Saturday, June 24, 2006

 

Bambi

I rented a VHS of BAMBI recently. I've come to the conclusion that Disney's classics should be viewed on VHS. Without having seen any on DVD, let me say firmly I suspect the DVDs are so augmented as to distort the originals. I could be wrong. I wouldn't even be surprised if a typical Disney DVD of, say, CINDERELLA, offers the option of hearing an audio track resembling the one which went with the original release. But, I have a feeling the colors are now too bright. The filmic quality is gone. (I'm projecting here, but aren't MOVIES supposed to be projected?) I can swear that an ad I've seen for the new re-release of SLEEPING BEAUTY has different people doing the voices. I believe Disney issued a re-orchestrated FANTASIA. Disney's a strange company. It releases something in some tweaked form, takes it out of release, re-tweaks it and releases it again and then "restores" it.

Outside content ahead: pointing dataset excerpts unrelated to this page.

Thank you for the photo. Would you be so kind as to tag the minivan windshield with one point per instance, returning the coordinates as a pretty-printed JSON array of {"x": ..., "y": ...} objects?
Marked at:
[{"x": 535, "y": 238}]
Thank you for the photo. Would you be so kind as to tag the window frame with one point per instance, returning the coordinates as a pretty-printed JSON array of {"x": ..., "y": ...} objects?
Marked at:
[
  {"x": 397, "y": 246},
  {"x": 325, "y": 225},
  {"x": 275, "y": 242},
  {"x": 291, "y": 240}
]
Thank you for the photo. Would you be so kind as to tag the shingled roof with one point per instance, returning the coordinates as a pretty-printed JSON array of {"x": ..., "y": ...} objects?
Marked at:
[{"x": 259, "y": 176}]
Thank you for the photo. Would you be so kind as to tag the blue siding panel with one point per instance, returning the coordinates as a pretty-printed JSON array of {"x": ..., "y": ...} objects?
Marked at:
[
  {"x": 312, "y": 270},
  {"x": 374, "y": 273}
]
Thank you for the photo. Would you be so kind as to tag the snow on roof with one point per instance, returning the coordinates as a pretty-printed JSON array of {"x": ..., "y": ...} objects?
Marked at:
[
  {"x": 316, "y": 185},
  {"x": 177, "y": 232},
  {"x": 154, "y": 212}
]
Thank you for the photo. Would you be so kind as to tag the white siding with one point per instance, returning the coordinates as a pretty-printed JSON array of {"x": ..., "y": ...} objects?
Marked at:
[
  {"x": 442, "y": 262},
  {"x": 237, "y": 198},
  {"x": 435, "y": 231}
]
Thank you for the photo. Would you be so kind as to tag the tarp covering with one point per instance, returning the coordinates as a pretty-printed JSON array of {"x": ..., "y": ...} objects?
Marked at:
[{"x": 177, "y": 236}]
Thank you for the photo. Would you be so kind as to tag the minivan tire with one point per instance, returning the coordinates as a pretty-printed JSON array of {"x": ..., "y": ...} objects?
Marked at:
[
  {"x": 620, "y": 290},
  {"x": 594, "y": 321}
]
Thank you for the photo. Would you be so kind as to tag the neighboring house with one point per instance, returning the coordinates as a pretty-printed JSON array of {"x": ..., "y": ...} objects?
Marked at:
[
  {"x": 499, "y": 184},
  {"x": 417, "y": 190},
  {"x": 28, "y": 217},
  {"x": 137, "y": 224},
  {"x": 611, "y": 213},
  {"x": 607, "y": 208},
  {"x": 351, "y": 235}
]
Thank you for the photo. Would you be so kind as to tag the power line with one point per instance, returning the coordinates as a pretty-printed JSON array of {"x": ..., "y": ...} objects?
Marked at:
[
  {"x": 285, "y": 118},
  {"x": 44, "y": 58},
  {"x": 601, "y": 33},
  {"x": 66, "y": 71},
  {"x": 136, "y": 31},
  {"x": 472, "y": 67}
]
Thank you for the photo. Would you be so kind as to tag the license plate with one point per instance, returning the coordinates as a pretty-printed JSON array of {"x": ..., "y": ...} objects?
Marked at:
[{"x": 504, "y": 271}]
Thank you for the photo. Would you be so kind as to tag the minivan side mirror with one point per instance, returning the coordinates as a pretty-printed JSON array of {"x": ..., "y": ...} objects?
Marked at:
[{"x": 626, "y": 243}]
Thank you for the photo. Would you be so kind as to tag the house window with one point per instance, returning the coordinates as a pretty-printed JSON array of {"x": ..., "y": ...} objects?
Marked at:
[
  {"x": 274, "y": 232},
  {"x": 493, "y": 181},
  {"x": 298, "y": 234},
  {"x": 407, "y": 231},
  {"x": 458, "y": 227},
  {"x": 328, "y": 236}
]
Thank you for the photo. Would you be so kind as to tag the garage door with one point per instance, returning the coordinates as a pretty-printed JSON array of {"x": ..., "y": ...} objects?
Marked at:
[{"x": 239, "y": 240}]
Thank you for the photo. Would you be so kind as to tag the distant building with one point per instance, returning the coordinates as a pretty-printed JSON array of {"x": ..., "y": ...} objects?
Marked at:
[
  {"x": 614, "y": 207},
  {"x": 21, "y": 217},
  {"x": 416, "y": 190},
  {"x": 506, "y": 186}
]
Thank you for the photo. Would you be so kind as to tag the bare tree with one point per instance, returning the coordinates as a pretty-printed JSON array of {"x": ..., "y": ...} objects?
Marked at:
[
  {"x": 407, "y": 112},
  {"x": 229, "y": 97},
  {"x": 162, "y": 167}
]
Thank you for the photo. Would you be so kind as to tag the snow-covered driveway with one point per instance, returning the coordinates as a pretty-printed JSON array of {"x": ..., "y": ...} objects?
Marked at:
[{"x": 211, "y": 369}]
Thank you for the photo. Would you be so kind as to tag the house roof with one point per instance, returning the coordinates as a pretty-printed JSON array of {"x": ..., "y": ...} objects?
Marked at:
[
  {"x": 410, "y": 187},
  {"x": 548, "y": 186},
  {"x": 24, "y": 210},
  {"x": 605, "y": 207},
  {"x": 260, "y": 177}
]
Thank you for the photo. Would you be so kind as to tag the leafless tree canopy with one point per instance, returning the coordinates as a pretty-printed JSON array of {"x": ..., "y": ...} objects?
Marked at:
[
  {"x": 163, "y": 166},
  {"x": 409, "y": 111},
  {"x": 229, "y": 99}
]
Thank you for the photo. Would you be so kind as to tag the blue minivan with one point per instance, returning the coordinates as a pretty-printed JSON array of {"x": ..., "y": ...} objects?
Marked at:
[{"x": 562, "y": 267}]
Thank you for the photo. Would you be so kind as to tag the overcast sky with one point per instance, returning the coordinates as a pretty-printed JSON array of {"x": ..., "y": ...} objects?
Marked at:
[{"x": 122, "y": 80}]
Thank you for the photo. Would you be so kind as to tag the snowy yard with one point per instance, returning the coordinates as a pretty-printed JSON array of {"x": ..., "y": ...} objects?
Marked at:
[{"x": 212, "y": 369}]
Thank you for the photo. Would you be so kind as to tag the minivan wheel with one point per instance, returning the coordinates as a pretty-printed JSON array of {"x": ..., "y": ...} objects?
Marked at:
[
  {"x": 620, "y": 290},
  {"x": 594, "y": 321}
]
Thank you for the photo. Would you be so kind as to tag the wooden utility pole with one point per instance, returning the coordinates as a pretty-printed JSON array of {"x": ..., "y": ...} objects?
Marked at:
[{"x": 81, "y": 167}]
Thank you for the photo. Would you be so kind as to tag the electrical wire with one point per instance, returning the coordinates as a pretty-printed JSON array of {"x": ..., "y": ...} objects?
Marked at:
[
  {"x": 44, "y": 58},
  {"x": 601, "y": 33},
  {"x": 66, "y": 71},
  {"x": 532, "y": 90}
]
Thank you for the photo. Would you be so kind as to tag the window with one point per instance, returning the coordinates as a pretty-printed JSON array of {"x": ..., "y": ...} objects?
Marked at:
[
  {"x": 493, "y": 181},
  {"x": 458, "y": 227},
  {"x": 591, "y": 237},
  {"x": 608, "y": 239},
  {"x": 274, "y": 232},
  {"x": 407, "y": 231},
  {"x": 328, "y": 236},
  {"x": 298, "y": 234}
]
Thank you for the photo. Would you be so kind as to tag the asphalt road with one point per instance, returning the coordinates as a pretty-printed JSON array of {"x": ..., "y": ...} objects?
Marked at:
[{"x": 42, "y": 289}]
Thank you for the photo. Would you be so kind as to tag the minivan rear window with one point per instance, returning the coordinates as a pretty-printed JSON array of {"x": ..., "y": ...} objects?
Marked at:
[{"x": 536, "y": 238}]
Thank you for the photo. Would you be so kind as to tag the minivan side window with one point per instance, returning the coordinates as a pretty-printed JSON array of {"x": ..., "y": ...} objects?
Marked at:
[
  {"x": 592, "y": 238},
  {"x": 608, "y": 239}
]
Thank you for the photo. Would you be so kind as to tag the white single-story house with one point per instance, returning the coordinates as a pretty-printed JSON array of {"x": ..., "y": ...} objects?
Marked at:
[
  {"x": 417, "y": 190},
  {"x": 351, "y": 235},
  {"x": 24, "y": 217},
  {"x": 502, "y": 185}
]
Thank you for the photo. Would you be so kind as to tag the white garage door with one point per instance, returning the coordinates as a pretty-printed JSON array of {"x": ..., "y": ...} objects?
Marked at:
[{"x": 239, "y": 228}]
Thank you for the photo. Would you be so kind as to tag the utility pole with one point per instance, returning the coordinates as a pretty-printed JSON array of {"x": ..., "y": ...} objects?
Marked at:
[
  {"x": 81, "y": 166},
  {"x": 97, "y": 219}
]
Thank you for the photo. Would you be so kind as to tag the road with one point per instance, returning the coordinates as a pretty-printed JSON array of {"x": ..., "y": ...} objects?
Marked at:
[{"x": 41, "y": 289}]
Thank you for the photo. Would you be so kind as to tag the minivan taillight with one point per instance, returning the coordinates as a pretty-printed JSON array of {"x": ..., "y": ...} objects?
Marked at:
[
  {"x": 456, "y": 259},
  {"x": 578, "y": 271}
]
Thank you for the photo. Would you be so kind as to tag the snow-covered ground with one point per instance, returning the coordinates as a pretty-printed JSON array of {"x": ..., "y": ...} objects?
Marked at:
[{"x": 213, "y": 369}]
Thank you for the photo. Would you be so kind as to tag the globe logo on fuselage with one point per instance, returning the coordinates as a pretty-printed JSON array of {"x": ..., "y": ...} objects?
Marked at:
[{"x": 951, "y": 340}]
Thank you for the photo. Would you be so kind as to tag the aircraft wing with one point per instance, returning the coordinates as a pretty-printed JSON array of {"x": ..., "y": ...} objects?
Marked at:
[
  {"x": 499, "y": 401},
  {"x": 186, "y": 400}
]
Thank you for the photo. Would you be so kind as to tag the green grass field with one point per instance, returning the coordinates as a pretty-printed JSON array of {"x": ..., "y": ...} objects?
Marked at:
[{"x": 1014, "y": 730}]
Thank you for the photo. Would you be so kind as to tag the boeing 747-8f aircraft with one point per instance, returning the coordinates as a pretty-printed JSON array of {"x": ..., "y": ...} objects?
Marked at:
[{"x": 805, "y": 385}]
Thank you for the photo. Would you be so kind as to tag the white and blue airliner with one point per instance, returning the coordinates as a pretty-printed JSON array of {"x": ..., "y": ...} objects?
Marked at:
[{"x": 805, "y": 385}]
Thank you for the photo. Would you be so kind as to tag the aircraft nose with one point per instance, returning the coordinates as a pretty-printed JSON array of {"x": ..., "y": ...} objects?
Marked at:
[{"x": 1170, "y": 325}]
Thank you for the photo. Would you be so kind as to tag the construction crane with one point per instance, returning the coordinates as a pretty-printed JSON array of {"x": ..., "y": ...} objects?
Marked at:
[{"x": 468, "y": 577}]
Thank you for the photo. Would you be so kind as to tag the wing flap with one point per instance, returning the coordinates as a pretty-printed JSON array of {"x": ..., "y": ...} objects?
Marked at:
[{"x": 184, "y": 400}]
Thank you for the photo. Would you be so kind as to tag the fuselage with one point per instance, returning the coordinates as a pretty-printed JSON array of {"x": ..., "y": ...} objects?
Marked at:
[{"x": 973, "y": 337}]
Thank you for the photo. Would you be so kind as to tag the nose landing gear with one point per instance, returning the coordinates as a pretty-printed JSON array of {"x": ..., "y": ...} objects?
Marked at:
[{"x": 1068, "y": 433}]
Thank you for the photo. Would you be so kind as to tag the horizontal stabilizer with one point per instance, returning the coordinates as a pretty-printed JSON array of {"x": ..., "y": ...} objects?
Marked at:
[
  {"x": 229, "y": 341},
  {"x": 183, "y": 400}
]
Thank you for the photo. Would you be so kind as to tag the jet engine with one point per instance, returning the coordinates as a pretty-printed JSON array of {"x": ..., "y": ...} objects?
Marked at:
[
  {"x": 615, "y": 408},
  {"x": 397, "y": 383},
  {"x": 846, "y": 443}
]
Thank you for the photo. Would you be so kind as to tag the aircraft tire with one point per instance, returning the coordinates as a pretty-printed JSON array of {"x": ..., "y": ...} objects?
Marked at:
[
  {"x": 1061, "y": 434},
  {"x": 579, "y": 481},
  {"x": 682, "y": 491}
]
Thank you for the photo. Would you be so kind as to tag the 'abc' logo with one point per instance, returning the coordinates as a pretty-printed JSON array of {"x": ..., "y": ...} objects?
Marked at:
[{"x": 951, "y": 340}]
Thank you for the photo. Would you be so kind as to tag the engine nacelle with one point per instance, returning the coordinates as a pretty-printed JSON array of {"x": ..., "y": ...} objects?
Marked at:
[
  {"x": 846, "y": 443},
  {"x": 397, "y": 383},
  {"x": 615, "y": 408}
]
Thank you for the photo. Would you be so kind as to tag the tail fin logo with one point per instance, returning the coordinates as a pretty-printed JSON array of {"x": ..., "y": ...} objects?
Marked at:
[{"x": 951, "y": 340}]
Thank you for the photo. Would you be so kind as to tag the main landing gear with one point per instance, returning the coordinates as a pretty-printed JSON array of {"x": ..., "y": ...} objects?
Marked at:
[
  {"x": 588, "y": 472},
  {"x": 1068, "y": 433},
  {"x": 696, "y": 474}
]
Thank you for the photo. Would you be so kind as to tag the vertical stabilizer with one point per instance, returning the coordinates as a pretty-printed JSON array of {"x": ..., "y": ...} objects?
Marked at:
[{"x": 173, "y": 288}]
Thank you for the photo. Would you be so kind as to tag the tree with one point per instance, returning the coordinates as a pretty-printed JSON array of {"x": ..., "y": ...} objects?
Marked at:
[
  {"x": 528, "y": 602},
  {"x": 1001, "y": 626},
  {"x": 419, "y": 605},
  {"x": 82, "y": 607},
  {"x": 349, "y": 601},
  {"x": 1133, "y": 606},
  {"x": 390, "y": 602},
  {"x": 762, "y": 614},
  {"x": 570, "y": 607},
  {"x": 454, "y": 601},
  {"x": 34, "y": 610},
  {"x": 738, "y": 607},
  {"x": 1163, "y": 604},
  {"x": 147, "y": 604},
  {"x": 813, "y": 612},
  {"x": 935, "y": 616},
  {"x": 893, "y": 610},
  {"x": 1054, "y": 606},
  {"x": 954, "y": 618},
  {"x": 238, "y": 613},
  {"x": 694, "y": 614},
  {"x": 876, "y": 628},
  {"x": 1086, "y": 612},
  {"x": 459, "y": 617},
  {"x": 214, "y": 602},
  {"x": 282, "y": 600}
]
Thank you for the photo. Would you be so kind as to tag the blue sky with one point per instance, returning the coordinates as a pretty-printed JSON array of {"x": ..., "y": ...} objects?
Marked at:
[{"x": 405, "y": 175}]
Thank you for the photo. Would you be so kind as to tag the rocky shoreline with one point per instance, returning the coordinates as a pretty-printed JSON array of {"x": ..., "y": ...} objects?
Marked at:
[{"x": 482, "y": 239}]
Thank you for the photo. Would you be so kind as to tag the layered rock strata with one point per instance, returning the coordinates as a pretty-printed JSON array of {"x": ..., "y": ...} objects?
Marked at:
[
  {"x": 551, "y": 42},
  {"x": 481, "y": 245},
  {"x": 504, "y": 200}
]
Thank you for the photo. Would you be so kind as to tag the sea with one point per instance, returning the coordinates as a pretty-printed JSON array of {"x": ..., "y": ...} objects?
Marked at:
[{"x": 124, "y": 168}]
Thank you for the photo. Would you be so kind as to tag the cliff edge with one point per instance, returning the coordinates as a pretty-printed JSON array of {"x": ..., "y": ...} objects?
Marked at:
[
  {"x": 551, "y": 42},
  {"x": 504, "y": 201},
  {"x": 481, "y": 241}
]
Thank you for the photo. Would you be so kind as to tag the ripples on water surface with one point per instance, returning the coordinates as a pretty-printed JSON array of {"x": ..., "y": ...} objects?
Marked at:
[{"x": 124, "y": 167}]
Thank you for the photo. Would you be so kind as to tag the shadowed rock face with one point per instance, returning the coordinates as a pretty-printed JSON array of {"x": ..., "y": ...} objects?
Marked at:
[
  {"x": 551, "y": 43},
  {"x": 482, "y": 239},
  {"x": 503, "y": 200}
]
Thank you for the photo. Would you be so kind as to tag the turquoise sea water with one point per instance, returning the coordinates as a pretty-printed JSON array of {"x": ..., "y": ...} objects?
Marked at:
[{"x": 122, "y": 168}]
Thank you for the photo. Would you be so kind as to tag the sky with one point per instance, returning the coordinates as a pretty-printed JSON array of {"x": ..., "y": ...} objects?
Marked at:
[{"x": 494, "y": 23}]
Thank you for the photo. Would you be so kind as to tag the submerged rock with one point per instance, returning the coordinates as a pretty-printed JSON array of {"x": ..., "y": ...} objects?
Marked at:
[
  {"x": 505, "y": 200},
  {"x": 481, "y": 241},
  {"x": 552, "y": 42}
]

A lot of companies re-package old classics, but, somehow, Disney seems altogether more willing to break, as opposed to fix. The policy of keeping something OUT of circulation in order to maintain some bogus mystique annoys me, especially as time proves that the stuff done in Walt Disney's lifetime is, on a technical level, at least, world-class art. If Shakespeare had copyrighted THE TEMPEST, would some idiot own the rights now? Luckily, a lot of libraries and video shops purchased those "Limited Edition" re-releases in the mid-eighties, allowing people who know where to look to actually find the "Silly Symphonies" and other more obscure Disney works.
So, I watched BAMBI last night. I'd never seen it before. I know enough about Disney to know he really studied animals carefully before drawing them. BAMBI looks like a watercolor in a hunting lodge come to life. It is, as an impression of nature, stunning. The little animals are a double-threat. They move like actual little animals, but act and sound like children. If it's over-the-top, well, all cartoon kids can't act like Cartman from SOUTH PARK. I knew BAMBI's mother gets killed by hunters, but I was not prepared for the way it was done. There's a scene a little earlier where she tells Bambi to be very careful in an open field. In a slightly later scene she tells Bambi to run. We hear shots. She tells him "Man" has entered the forest. Later, she and Bambi are walking in the snow and shots ring out. All the deer, including a deer-in-chief, if you will are running away. Bambi's mother shouts at him to keep running and not look back. We follow Bambi as he runs and runs. He makes it to the little bit of underbrush where he and his mother live and he turns around and says "We made it. We made it. Mother? Mother?" It was here I expected to see the body of Bambi's mother. Instead, as Bambi walks through an increasingly thick
blizzard, he makes out the face of the patriarch of deers, who says to him, simply, "Your mother won't be coming back." A child below the age of six or so probably won't even notice that BAMBI's mother has died. Later, there's a female quail who panics as the hunter's fire their guns. She finally screams, "I can't take it anymore," flies up and a shot is heard. Her body quickly lands on the ground. Disney doesn't dwell on it and, as the other birds fly away there's a quick cut (if that's the term in animation) to a different scene. I expected BAMBI to be subdued about death, but I didn't expect it to rely as heavily as it did on the intelligence of the viewer. In a cartoon today, at the very least we'd see Bambi's mother dying. In the actual movie (which is from 1942), the last we see of her is the scene in where she's telling Bambi to run and not look back. The quail which gets shot shows no blood, and it is, as a character, very peripheral, being introduced just seconds before being shot. Again, a child might not even notice what's happening, but the death of the quail, for an adult, is pretty scary. When the quail starts saying she wants to get out of the thicket, the other birds are saying, "No, stay perfectly calm. Don't move." Already, movies about the Nazis were being made and certainly audiences would have seen a few movies which had scenes with people hiding from storm troopers. This is not so much a movie about man's destruction of the wild as a war movie about people dealing with war as a force of nature.
This is Disney's truly anthropomorphic flick, his one Aesop fable. It's pretty moving.